Our interpretation that nerves are instructing size are a combination of the observations from Figure 5 (ALM study) and Figure 7 (NM-ALM). The data from figure 5 shows that the size of the regenerate when grafted to ALMs on large hosts are larger than those grafted to small hosts. Although the size of the nerves routed to the regenerating limb is significantly larger on the large hosts (Figure 5—figure supplement 1), we did not rule out the possibility that there are other factors supplied by the host environment that could also impact growth. However, the experiment in Figure 7 shows that when the abundance of nerves supplying the regenerate remain constant, that the size of the host animal doesn’t impact the final size of the regenerate. Additionally, Figure 5—figure supplement 2 shows that the growth of the limbs on the NM-ALMs is not significantly different on the differently sized hosts. Together, these data indicates that non-neural extrinsic factors are not instructing size.
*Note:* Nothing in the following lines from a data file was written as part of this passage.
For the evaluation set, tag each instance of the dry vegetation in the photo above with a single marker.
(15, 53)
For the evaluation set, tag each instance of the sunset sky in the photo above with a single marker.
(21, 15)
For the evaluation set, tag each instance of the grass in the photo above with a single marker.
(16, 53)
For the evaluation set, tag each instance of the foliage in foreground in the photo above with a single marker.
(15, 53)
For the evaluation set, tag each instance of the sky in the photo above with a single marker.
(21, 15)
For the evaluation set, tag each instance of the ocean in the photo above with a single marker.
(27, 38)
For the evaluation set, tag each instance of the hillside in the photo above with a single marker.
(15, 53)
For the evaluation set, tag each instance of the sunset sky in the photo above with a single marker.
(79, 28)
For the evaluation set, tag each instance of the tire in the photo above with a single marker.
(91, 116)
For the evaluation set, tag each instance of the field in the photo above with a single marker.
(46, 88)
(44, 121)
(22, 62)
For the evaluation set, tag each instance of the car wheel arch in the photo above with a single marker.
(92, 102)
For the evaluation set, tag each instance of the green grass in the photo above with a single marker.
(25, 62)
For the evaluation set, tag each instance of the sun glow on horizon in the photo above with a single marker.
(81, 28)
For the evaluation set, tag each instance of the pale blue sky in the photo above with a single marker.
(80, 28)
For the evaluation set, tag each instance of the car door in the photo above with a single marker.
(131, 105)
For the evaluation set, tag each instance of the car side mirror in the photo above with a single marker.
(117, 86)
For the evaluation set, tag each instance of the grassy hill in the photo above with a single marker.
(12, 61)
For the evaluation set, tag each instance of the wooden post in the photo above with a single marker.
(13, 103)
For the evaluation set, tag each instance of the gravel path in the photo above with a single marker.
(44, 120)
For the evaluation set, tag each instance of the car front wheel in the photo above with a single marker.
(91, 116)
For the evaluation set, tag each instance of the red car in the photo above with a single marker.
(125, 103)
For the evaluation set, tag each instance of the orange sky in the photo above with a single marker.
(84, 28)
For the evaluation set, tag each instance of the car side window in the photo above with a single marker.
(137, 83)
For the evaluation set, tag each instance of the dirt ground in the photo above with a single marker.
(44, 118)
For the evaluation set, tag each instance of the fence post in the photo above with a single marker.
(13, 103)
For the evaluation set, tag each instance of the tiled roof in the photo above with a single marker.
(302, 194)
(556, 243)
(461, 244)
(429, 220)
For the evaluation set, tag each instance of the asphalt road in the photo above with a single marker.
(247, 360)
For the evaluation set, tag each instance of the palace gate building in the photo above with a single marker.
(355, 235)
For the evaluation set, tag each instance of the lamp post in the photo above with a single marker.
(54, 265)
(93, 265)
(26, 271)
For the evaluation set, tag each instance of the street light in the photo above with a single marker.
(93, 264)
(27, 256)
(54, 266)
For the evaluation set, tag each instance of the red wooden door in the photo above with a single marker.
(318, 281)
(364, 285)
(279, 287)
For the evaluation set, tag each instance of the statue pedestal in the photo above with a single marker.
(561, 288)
As Reviewer 1 pointed out, the data in Figure 8, which shows that NM-ALMs with different sized DRGs on the same sized host result in regenerates of the same size, indicates that nerve abundance alone does not instruct size. We think that there are three possible explanations for this observation. First, this indicates that the nerve is not autonomously regulating growth of the regenerate. It is possible that neural signaling is a conduit from some upstream signal, possibly from the CNS, that determines the rate of growth. In this situation, the regenerating tissue would not be directly responsive to that upstream signal, but rather the “interpreted” signal from the nerves. Alternately, it is possible that the tissue surrounding the nerves in their native environment are somehow required for the generation of growth regulating signals. Unfortunately, because we do not yet know the molecular nature of the nerve-dependent signal, we cannot measure whether the implanted DRGs expressed these at differing abundances at this time. The third possibility is that the motor neurons are required for the regulating allometric growth in the regenerate. The assays in figure 4 and 5 incorporated the modulation of signals from both sensory and motor neurons. However, the NM-ALM utilizes DRGs, which are composed of only the sensory neurons. The motor neurons were not included in this assay because the nerve bodies of these cells are located deep within the vertebrae and are technically very difficult to dissect for implantation without injuring the cells. Thus, it is also possible that the motor neurons instruct limb sizing. Our future studies will focus on the potential differential inputs from nerve types on the regulation of allometric growth. Additionally, we have discussed these possibilities in the text.

Patterns of Growth rate:

Near the end of the paper, the authors present growth rate data over time for the regenerate of short limb and long limb groups. Figure S7 is really quite informative in demonstrating a shift in the rate of growth seen in Small hosts over that in Large hosts; the general rate of growth of regenerates from smaller hosts is initiated later -- this seems to be the crux of the difference. The result is that the limb never catches up to the size of limbs with small hosts but grows at generally the same rate. Could the authors integrate their findings with this latent initiation and nerve activity of the stump?

We were also interested in the observation that the rate of growth increases earlier in the large compared to small hosts. While there are multiple possible interpretations, it may be based on either the differential accumulation of a nerve-based signal in the grafted tissue, or differences in innervation rates. When the blastemas are harvested and grafted onto the ALM, they are likely to be without nerve signaling for at least a few days while the injured nerve regenerates and innervates the regenerating tissue. So, it is possible that the larger nerves take less time to either innervate or generate enough of the nerve-based signal to reinitiate growth in the regenerating tissue. We have added this interpretation into the text.